By Malcolm Strachan
THE police-involved killing of a young man who was a suspect in a bank robbery last week has likely already fallen off everyone’s radar. And why not – isn’t it just another young thug - just like the rest of them? A bunch of lawless young bandits driving up the crime rate and making our communities less safe? Sure, that’s one way to look at it.
But what about the fact these are Bahamian young men, who at some point or another lost their way?
Far too often, we as a nation toss away so many of our youths. In particular, society moves on from those who grow up in impoverished circumstances. Those young men grew up, in many cases, without a father, or surrounded by a plethora of unhealthy relationships – these all contribute to why the country is the way it is.
But what about the part we play as a society?
The fact of the matter is we all have to live and co-exist in our little country. Especially those of us who live on the nation’s most populous island of New Providence – our little seven by 21 stretch of land has turned into a “gangster factory”. They’re growing up unloved and unvalued in areas where a violent culture is pervasive and mental health issues are a sign of weakness. Who is supposed to make it out of there unscathed?
Have any of you who have been so quick to judge ever thought about who you would have become had you grown up in their neighbourhoods, or were living their lives?
I have also been guilty of forgetting the plight of our young men. But somehow, the words of Shawn Adderley, the father of Nashorn Adderley – the young man killed by the police in a botched bank robbery attempt – struck a chord.
When the grieving father was interviewed by the media after his son’s death, he said: “Listen to me, I talk to my son. I don’t cloak my son. If he’s wrong, I let him know he’s wrong. But if you live that life, or you choose that life to live, that’s what you choose.
“[B]ut right now the system needs to try give these youths a chance, man. Need to try find some way to help these youths, man. Try help them.
“Because all they’re doing is fighting them down, that’s why they’re retaliating. No one’s trying to help them.”
Sure, we can take our typical approach and dismiss Mr Adderley’s plea. We can judge him and his wife’s parenting, or lack thereof. Or we can be a community and really try to get to the root of some of our problems as a country.

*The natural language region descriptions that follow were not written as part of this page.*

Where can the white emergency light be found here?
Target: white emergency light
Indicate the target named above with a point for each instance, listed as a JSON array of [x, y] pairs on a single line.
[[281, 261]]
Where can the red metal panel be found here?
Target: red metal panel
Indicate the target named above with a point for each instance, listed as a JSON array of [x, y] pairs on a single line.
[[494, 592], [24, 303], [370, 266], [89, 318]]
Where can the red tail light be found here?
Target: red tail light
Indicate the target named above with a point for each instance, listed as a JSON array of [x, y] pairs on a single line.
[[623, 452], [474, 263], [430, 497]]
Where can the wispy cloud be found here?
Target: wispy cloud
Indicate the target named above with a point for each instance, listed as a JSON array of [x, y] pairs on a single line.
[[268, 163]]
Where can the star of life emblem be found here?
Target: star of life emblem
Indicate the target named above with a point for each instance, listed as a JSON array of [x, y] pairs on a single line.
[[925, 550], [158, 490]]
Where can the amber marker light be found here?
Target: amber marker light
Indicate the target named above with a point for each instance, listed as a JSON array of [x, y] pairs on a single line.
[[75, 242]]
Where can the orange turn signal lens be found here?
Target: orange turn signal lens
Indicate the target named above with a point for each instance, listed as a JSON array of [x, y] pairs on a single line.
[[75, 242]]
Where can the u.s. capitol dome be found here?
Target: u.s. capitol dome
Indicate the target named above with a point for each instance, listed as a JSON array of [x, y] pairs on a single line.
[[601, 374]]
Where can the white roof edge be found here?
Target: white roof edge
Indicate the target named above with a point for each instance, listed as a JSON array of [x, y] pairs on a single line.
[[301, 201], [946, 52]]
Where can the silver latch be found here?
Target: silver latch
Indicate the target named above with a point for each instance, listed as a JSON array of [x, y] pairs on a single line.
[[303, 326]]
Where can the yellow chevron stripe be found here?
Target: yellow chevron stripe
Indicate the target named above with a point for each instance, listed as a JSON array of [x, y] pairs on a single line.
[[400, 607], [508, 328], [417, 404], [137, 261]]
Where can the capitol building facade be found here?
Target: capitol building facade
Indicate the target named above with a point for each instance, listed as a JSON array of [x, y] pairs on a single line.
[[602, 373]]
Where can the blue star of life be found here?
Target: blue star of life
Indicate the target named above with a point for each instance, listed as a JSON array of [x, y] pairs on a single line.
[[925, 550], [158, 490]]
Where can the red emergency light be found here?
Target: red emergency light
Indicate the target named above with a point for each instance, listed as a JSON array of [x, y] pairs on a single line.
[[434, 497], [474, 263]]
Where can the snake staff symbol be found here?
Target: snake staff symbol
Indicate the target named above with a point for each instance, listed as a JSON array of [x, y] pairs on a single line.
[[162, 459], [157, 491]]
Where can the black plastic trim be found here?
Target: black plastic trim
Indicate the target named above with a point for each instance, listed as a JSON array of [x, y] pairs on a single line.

Nashorn Adderley was one of us – a Bahamian. Despite whatever decisions he made, that does not change the fact he was born and educated in this country, and for whatever reason, made decisions that unfortunately resulted in his demise. But rest assured, if we continue to dismiss this culture that has taken over our youths, the results will continue to be fatal for many – criminals and civilians alike.
Something we should all consider is that when a young person dies, we only view it as an issue of national security. However, should we not also be trying to intervene with what is happening with our youth?
Perhaps a more meaningful question we can ask is what is the status of our country’s youth policy? That certainly would serve as a compass and guide this conversation.
Aside from the fact its current iteration began under the former administration, there’s not much updated information available. This reflects poorly on the government and Minister of Youth, Sports and Culture Lanisha Rolle, who for all intents and purposes, has been silent in the area of youth violence.
Make no mistake, this is not an attack on the minister. Rather, this is merely a demand to see more from her. Harnessing and developing the athletic abilities of our young people is no doubt important. Yes. So is cultural appreciation. However, the one area of her portfolio that requires immediate attention has, as far as the Bahamian people can touch and feel, left much to be desired.
With so many young men dying under the age of 25, so many young women becoming pregnant in their teens, so many children not graduating from school or are unemployed, we have to begin asking ourselves how our lack of policy is perpetuating the cycle.
Far too often, when government changes, policies that can improve the country are left to gather dust. But I beseech the Bahamian people - this is not a yellow, red or green issue. Rather, it is an aquamarine, black and yellow issue.
These young men are our sons.
Many of us were wayward ourselves or know someone that was – and can attest to the value of having an adult focus on them.
That said, we know what doesn’t work. We know that throwing a youth away when they are still young and malleable can result in that same youth sticking a gun in your face. We know that left to their own devices they may end up in the Bahamas Department of Corrections or dead on our streets.
But have we seen what their potential outcomes can be under a bipartisan youth policy with an action plan and a budget to support it?
If we want a different result, it will require us to make some radical investments in our nation’s youth. This should be the thrust we want to see from the government.
Otherwise, many more young people are going to grow up misguided, hurt, lost and lacking in empathy for their fellow man.
Who wants to live in a nation like that?
I surely don’t. You shouldn’t either.